The elastic field and the interaction energy of anisotropic precipitates in an anisotropic matrix are investigated. The matrix is subjected to an applied strain field or the precipitates undergo stress-free transformation strains. Using the tensor elastic Green function, an integral equation is formulated for anisotropic precipitates embedded in an infinite anisotropic matrix. This equation is reduced to a system of algebraic equations by expanding the strains in Taylor series about the arbitrary points in the precipitates, and the strain distributions inside the precipitate are obtained. The strains outside the precipitates can also be obtained since the integral equation is written in terms of generalized functions. Employing the procedure described above, the following problems are specifically solved:
ⅰ) Non-uniform problem of an ellipsoidal precipitate in an anisotropic matrix;
The expressions for the strain field throughout the entire region, very effective for numerical computations, are obtained. It is directly proved that the final state of the strain in an ellipsoidal precipitate is a polynomial of degree M in $x_i$, when an applied strain and/or a stress-free transformation strain are polynomials of degree M in $x_i$. Illustrations are made for the simple cases (M≤1). The discontinuities of the strains across the boundary between the precipitate and the matrix are represented explicitly, and the asymptotic behavior of the strains at the point far from the precipitate is obtained. It is shown that the strains at the points far form the presipitate ($\mid{x}\mid ≪ 1$) are of order ($\mid{x}\mid^{-3}$) or higher.

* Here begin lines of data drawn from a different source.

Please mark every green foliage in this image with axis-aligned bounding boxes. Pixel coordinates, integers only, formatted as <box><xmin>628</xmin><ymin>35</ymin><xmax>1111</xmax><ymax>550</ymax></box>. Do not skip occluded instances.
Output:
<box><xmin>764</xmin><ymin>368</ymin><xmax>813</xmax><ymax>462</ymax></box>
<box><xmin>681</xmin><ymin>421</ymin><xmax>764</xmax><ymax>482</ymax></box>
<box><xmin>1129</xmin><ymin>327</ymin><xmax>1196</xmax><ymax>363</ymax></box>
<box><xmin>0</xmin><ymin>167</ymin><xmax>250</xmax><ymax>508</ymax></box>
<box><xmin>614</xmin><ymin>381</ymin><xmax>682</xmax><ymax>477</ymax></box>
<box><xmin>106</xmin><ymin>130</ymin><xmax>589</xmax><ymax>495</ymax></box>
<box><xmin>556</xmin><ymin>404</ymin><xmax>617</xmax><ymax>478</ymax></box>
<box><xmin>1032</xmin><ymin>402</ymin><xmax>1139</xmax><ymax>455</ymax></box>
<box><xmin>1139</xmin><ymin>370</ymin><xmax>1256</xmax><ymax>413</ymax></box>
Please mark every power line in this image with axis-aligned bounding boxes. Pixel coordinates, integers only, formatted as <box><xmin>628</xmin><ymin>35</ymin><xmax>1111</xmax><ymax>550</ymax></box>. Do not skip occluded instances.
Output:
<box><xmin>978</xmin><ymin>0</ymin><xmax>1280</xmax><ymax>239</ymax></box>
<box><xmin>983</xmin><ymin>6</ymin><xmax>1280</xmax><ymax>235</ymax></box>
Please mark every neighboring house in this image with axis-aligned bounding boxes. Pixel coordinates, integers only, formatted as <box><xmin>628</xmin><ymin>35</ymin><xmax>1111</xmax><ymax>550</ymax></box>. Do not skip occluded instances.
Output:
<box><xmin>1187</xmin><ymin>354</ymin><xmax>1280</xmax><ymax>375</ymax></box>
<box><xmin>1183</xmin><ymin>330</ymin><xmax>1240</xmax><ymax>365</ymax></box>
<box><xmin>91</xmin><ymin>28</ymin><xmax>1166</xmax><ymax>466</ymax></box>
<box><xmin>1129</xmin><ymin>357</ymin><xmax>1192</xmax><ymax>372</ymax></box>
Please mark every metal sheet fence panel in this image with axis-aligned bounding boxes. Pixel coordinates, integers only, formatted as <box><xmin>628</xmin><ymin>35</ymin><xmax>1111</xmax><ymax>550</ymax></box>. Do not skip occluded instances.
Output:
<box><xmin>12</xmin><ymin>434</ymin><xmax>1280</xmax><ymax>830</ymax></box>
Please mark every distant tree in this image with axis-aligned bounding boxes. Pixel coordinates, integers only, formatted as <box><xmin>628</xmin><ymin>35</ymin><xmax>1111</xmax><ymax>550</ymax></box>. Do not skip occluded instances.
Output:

ⅱ) Approximation of strain field within two anisotropic spherical precipitates embedded in an anisotropic matrix;
Since the present method requires no symmetry condition between the two spherical precipitates, it is possible to obtain the strain distribution within the precipitates when the elastic constants and/or the sizes of the precipitates are different from each other. The strains are expanded about arbitrary points, giving more accurate results than those presented elsewhere.
ⅲ) Elastic interactions between two anisotropic spherical precipitates and their asymptotic behaviors;
It is confirmed that an interaction energy between two spherical anisotropic precipitates (not necessarily identical to each other) separated by a large distance $\mid{d}\mid$ is of order ($\mid{d}\mid^{-3}$) or higher. Numerical computations are performed for the case of two identical misfitting anisotropic precipitates in an anisotropic matrix of cubic symmetry. It is observed that far-field interactions ($\mid{d}$\mid≫ 2a$) depend on the anisotropic factor $H = C_{12} + 2C_{44} - C_{11}$ of the matrix. When the factor H is positive, the far-field interactions are attractive between the two precipitates aligned along 〈001〉 directions of the matrix, while repulsive along 〈111〉 directions. In contrast, the far-field interactions are repulsive along 〈001〉 directions, and attractive 〈111〉 directions, when the factor H of the matrix is negative. It appears that the near-field ($\mid{d}\mid\simeq 2a$) interactions are strongly dependent on the direction of the alignment of the precipitates and the difference between the elastic moduli of the precipitates and the matrix.